I found my Boers liked a certain halter - nylon versus the inexpensive rope halter. I put those on them, used some animal crackers as motivation, and got them to follow me all over the pasture. Then we progressed to going outside the pasture. I take them out to eat some grass on the walks, so it's usually very pleasant, until I'm in the middle getting pulled by two nearly 200 pound girls that both find grass in the other direction they want to eat! But I just make one move in one direction and we're good. 

I use their collars when we are walking in the woods and they are off leash or if it's really hot out and I think they won't follow me and I'll have to chase them. I've found walking them on collars isn't fun for either of us - if they pull I think I'm choking them and it goes downhill from there. With the halters, they may give a head shake or two, but they knock it off pretty quick. Good luck!


----------



## Damfino (Dec 29, 2013)

Halters help a lot. That said, it doesn't usually take months to train goats to walk with you. Usually a couple of weeks to get them going pretty good. The only reason your goat did horribly on your left is because he's accustomed to walking on your right and you totally messed up his day! When leash training I like to switch sides from the beginning so I don't start them in a rut. However, they can learn new things. Have you tried clicker training them at all? I've found that goats learn very quickly with clicker training. When the do something right, click your tongue and immediately offer a reward. Do some research on clicker training techniques (there are lots of websites out there) and start clicker training them at home first. I taught a couple of my goats to follow a target in less than ten minutes the other day. Work with them one at a time so you don't confuse them and get mobbed. Start simple and work up. Once they know that the click means, "Good job, do that again!" they start doing their best to please you and get that reward. Then you apply the lessons to leash training. Click and reward when they walk nicely beside you without crossing in front or trying to turn back or eat goodies next to the road. At first it might just be a few steps between rewards, but as you make progress you keep adding more steps between clicks. And you do the same for walking the goat on your other side.

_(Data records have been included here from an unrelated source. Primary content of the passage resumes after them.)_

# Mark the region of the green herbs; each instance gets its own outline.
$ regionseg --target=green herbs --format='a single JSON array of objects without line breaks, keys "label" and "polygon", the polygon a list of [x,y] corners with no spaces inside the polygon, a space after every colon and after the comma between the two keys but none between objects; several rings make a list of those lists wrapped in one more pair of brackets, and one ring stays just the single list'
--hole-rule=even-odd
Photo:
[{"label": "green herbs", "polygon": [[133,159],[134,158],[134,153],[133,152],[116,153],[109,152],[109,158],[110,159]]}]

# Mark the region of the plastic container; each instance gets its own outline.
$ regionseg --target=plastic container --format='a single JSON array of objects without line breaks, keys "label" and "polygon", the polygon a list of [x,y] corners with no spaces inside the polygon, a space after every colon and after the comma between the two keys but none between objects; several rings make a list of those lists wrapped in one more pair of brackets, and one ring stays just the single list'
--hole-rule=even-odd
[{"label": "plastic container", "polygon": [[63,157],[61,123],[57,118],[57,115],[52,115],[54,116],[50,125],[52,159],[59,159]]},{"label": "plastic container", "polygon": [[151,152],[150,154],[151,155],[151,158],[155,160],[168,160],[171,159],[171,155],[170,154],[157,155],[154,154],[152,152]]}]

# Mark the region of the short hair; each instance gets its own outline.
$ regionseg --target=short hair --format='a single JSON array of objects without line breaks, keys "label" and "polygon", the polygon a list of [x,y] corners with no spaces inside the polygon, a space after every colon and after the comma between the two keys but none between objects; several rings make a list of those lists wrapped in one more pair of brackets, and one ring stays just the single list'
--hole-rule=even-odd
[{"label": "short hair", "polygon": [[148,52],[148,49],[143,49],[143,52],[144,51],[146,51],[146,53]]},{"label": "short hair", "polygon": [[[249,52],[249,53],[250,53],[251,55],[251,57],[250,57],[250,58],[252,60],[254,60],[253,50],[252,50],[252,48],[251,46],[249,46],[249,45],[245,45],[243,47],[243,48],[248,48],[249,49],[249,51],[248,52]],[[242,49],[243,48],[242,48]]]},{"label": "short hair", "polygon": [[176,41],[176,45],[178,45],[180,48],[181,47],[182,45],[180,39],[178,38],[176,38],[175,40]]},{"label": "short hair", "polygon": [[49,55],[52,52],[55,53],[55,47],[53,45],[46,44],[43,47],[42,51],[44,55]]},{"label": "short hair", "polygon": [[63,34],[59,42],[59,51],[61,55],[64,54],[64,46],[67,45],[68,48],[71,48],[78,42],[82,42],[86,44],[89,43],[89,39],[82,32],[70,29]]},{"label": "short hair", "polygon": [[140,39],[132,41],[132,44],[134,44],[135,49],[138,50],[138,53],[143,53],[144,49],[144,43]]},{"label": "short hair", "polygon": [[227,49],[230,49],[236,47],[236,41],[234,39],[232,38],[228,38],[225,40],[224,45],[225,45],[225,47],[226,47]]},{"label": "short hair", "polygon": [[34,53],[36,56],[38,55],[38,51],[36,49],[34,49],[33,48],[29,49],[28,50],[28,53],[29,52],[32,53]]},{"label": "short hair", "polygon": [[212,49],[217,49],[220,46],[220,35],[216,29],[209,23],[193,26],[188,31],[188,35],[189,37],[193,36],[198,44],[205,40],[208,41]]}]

I'm sorry it's been frustrating. I think you might be too critical of yourself and perhaps you aren't expecting quite enough from your goats. You need to be firm and confident in your commands and follow through with making them obey. Then reward generously when they get it right. Don't give up!


----------



## Kenny Battistelli (Nov 29, 2020)

Damfino said:


> Have you tried clicker training them at all? I've found that goats learn very quickly with clicker training. When the do something right, click your tongue and immediately offer a reward.


I do train with a clicker, not will my tongue, however.



Damfino said:


> I'm sorry it's been frustrating. I think you might be too critical of yourself and perhaps you aren't expecting quite enough from your goats.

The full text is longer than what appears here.